- The Washington Times - Wednesday, February 21, 2007

The Justice Department is considering a new home in the building now used as the Transportation Department’s headquarters at Seventh and D streets Southwest, according to the building’s owners.

The building will be stripped to its frame when the Transportation Department moves out in June and renovated as a blast-resistant, high-tech version of its former self.

The Transportation Department is vacating as the building’s sole tenant after 37 years and relocating to the new Southeast Federal Center that is part of the Anacostia Riverfront redevelopment.

The owners, David Nassif Associates, plan to “start the day after they leave to take the building down right to the frame,” said Tim Jaroch, managing partner of the company.

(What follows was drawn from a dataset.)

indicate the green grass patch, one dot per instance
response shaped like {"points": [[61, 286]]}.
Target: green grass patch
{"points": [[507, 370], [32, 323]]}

The $250 million, three-year renovation is designed to meet new government standards enacted since 1970 for buildings that house government agencies.

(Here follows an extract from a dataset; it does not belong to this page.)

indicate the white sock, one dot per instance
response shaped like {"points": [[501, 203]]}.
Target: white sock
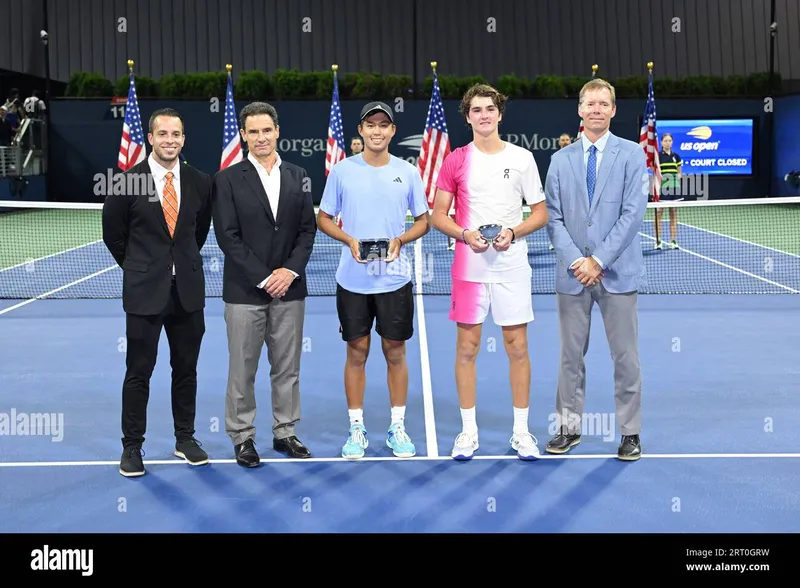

Mr. Jaroch and his associates have met with Justice Department officials who have expressed an interest in consolidating their offices all over the Washington area into the 1.4 million-square-foot building.

The Homeland Security Department, U.S. Coast Guard, General Services Administration, Agriculture Department and Federal Emergency Management Agency also have inquired about moving into the complex, which is spread over 15 acres, Mr. Jaroch said.

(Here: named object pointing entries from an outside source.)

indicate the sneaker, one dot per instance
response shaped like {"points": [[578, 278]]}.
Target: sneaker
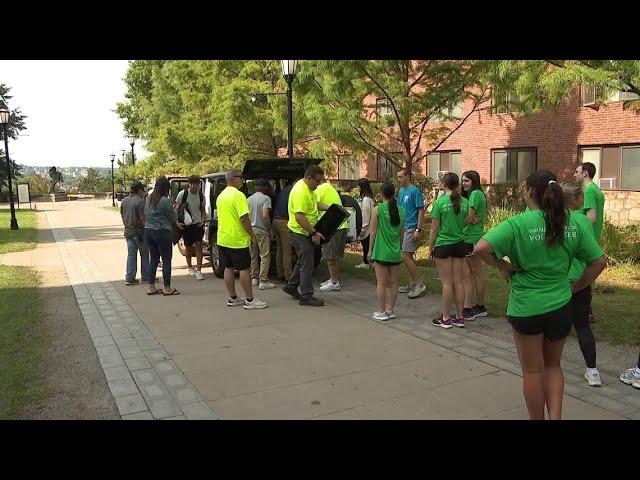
{"points": [[593, 379], [629, 377], [467, 313], [330, 287], [235, 302], [417, 291], [406, 288], [254, 304], [479, 311], [311, 301], [382, 316], [458, 322], [440, 322], [291, 291]]}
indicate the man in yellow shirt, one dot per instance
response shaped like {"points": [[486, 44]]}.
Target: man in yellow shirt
{"points": [[303, 215], [235, 236]]}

“It could be that there are two or three in here because it’s such a large building,” he said.

Developers of the renovation project are using a blast consultant to help it meet the government’s Interagency Security Committee Level IV standards. In other words, the building would have controlled access and be able to withstand most car bombs without collapsing.

The architects were forced to design around the requirement of blast-resistant glass, which is so dense it normally would rule out use of cell phones and laptops.

Instead, they plan to install a multicarrier antenna that will run up and down the interior of the building.

The antenna would allow wireless transmissions to be received, “anywhere in the building, regardless of what the source was,” said David J. Varner, architect for the renovation.

The glass will be used for the entire building, replacing the narrow slits that serve as windows now.

The courtyard, which consists mostly of a concrete walkway now, is to be replaced by trees and pools of water with small fountains.

“Chilled beams” that use outdoor air and a radiator for heating or cooling would substitute for the traditional heating and cooling system. Although the new system adds $2 million to the cost of the renovation, it operates as much as 12 percent more efficiently than conventional heating and cooling, David Nassif Associates says.

In other news …

• Real estate investment trust Republic Property Trust announced this week that it is paying $61.75 million to purchase a 127,000-square-foot office building in Washington’s central business district that it plans to redevelop. The company said it would add two stories to the current eight-story building at 1129 20th St. NW. Construction is set to begin next month and be completed by mid-2008.

Mark Keller, Herndon-based Republic Property Trust’s chief executive, said acquiring a central business district building in Washington for redevelopment was a “rare opportunity.”